本発明は、複写機、プリンタ等に用いられる定着ベルトなどの無端ベルト等の円筒体や、円柱体の側面への塗工に用いることができる塗工装置に関する。
本発明は、複写機、プリンタ等に用いられる定着ベルトは図24に示すように、一般に、厚さが50〜120μmの樹脂(一般的にポリイミド)からなる無端状ベルト形状の基材2の外側面に、通常100〜300μmの厚さで弾性層として耐熱性に優れたシリコーンゴム層3、及び、通常10〜30μmの厚さで離型層として耐熱性及び離型性に優れたフッ素樹脂(一般的にテトラフルオロエチレン・パー フルオロアルキルビニルエーテル共重合体(PFA))が、順次積層されて構成されている(これら層間には必要に応じてプライマ処理、コロナ放電処理が施されている)。

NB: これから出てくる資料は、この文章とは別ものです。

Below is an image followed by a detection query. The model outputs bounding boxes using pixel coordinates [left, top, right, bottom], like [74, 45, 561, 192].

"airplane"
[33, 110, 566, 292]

従来、この離型層を形成するための工法としてはスプレーコーティング塗装が考えられ、一般的に用いられてきた。しかし、スプレーは塗着効率が20〜30%と低く70〜80%の塗料を捨てていることとなり、塗料の利用効率が非常に低い。またフッ素樹脂は塗工も難しく、一度に15〜30μmの塗膜を形成すると塗料がはじかれ、表面欠陥が生じてしまうために、薄い層を何層も重ねて塗装する必要があり時間もかかった。

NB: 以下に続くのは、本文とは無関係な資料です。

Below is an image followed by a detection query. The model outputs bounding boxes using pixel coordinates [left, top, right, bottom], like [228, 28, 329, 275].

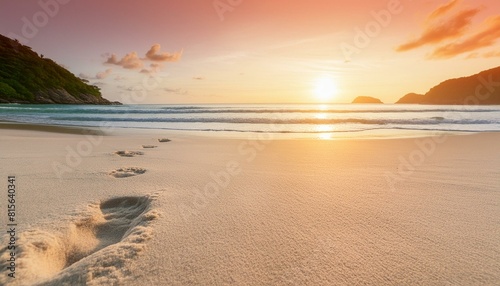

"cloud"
[95, 69, 113, 79]
[104, 44, 182, 74]
[396, 7, 480, 52]
[106, 52, 144, 69]
[429, 16, 500, 59]
[163, 87, 188, 95]
[427, 0, 460, 21]
[146, 44, 182, 62]
[140, 63, 163, 74]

一方、これらの欠点を補う工法として浸漬塗工が考えられる。これは液槽に被塗工物を浸し引き上げることで塗料を被塗工物に付着して塗膜を形成する方式であるために塗着効率は90%以上と非常によく塗工時の塗料の無駄が少ない。さらにスプレー塗装に比べて高粘度の塗料を用いることが可能となり、一度の浸し引き上げ動作で塗膜を形成して塗工を完了させることができるため、時間も比較的短くてすむ。この方式では塗膜の厚さは粘度と塗工速度(被塗工物を引き上げる速度)によって決定され、粘度を高くあるいは塗工速度を速くすると塗膜が厚くなり、その逆では塗膜は薄くなることが一般的に知られている。塗工時間短縮のためには出来る限り粘度を低くすることが望ましいが、粘度を下げすぎると被塗工物上に形成された塗膜が塗料自体の自重によってダレ落ちてしまう不良が発生するため、ある一定以上(所望する膜厚と塗料によって決定される)粘度を低下させることはできず、それゆえある一定以上塗工速度を上昇させることはできない。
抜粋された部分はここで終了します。